# Maintaining a Mirage Drive



## Ronaulmtd (Feb 8, 2011)

For those "Dark Siders" who fish from a Hobie...the Mirage Drive system is a marvel of engineering and highly efficient drive mechanism. Fast, high endurance, long-distance kayaks driven by leg power seemed a pipe dream until the Mirage Drive was invented by Hobie Kayaks. It had its quirks and a few broke early on, but they are surprisingly durable and with minimal maintenance and reasonable care are very dependable. I have had mine two years and put lots of hours on the Mirage Drive unit. I rinse the salt water off and occasionally spray it down with CRC, wiping off the excess. I inspect the unit before every trip and I store it carefully. I have two sets of fins for it- the standard fins and the optional "turbo fins." Changing the fins is a pretty straight forward, easily accomplished thing to do. Doesn't require much mechanical ability. Changing the cables out is not quite so easy and requires a little more skill, but still "doable" for most folks.
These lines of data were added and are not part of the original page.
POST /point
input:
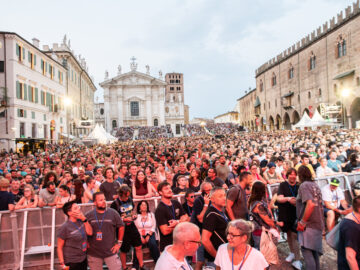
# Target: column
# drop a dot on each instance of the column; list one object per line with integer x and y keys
{"x": 120, "y": 107}
{"x": 107, "y": 110}
{"x": 148, "y": 106}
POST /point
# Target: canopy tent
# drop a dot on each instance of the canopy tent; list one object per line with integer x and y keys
{"x": 101, "y": 135}
{"x": 304, "y": 122}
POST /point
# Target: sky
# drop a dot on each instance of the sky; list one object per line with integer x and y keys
{"x": 216, "y": 44}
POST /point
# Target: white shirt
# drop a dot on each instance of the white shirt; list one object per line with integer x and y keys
{"x": 320, "y": 171}
{"x": 255, "y": 260}
{"x": 168, "y": 262}
{"x": 333, "y": 197}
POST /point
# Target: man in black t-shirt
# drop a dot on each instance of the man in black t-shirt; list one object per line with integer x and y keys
{"x": 109, "y": 187}
{"x": 168, "y": 214}
{"x": 124, "y": 205}
{"x": 214, "y": 224}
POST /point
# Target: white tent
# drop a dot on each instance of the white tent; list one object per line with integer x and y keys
{"x": 305, "y": 121}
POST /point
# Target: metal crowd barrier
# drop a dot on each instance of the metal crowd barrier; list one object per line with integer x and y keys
{"x": 28, "y": 236}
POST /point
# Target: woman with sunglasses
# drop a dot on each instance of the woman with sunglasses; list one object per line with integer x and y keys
{"x": 237, "y": 253}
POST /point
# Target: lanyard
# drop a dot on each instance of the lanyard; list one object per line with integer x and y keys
{"x": 80, "y": 229}
{"x": 143, "y": 223}
{"x": 100, "y": 224}
{"x": 356, "y": 218}
{"x": 293, "y": 191}
{"x": 221, "y": 213}
{"x": 172, "y": 210}
{"x": 242, "y": 261}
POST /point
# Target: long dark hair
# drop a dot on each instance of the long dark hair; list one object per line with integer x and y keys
{"x": 257, "y": 192}
{"x": 137, "y": 182}
{"x": 304, "y": 174}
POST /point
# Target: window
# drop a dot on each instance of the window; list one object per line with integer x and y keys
{"x": 340, "y": 49}
{"x": 312, "y": 61}
{"x": 22, "y": 130}
{"x": 20, "y": 52}
{"x": 273, "y": 80}
{"x": 291, "y": 72}
{"x": 134, "y": 108}
{"x": 114, "y": 124}
{"x": 33, "y": 130}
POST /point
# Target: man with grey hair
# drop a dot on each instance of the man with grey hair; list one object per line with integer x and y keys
{"x": 186, "y": 240}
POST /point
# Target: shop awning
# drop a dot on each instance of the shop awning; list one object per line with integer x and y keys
{"x": 345, "y": 74}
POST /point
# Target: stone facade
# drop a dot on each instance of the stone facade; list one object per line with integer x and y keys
{"x": 80, "y": 87}
{"x": 229, "y": 117}
{"x": 33, "y": 88}
{"x": 139, "y": 99}
{"x": 319, "y": 69}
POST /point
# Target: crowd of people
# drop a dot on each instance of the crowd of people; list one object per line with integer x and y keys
{"x": 228, "y": 218}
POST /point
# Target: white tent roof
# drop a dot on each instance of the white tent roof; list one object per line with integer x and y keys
{"x": 101, "y": 135}
{"x": 305, "y": 121}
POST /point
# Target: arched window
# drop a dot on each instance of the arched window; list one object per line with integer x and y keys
{"x": 114, "y": 124}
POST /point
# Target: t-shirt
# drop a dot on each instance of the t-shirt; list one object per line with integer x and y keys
{"x": 238, "y": 196}
{"x": 334, "y": 165}
{"x": 47, "y": 196}
{"x": 163, "y": 214}
{"x": 309, "y": 190}
{"x": 74, "y": 236}
{"x": 6, "y": 198}
{"x": 287, "y": 211}
{"x": 18, "y": 196}
{"x": 222, "y": 171}
{"x": 197, "y": 208}
{"x": 216, "y": 223}
{"x": 255, "y": 260}
{"x": 188, "y": 209}
{"x": 217, "y": 181}
{"x": 106, "y": 223}
{"x": 334, "y": 197}
{"x": 125, "y": 208}
{"x": 109, "y": 189}
{"x": 349, "y": 236}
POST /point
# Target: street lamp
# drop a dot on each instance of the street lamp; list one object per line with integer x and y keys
{"x": 344, "y": 94}
{"x": 67, "y": 103}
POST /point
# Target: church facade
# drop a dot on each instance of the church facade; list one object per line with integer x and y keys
{"x": 139, "y": 99}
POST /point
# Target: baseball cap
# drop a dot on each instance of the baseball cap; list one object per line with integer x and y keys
{"x": 335, "y": 182}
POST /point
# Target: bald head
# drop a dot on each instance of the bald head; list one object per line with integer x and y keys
{"x": 185, "y": 231}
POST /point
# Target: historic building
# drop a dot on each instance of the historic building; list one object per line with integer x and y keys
{"x": 228, "y": 117}
{"x": 80, "y": 88}
{"x": 322, "y": 71}
{"x": 139, "y": 99}
{"x": 33, "y": 88}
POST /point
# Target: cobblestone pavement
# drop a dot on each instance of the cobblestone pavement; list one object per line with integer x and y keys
{"x": 327, "y": 261}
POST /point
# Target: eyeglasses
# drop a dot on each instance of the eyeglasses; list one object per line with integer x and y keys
{"x": 230, "y": 235}
{"x": 196, "y": 242}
Most problems occur when you hit something with the fins while underway and bend the stainless steel mast pin. That tears the rubber fin and requires some repair work. Other problems occur when you don't catch small issues like loose cotter pins or missing cotter pins that hold the unit together- Routine maintenance keeps the unit in a good state of repair and ready to rock- Good luck and tight lines-


----------



## Northwoods (Mar 4, 2011)

I was thinking about picking up a used one. Any suggestions on what to look for on a used Mirage drive as far as potential problems?


----------



## Ronaulmtd (Feb 8, 2011)

Check the cable and the fins for tears, rusting at the swedged cable connectors frays in the cables, wear at the sprockets, general "tightness" of the uint- loose, sloppy means it needs to be rebuilt- not too terribly expensive but best done by the Hobie dealer- also on the kayak, look at the mounting area for the Mirage Drive- look for hairline cracks- on the hull look for big dings, deep scratches, etc. Check the folding rudder assembly for slop and general working condition-


----------



## Northwoods (Mar 4, 2011)

Thanks for the advice!


----------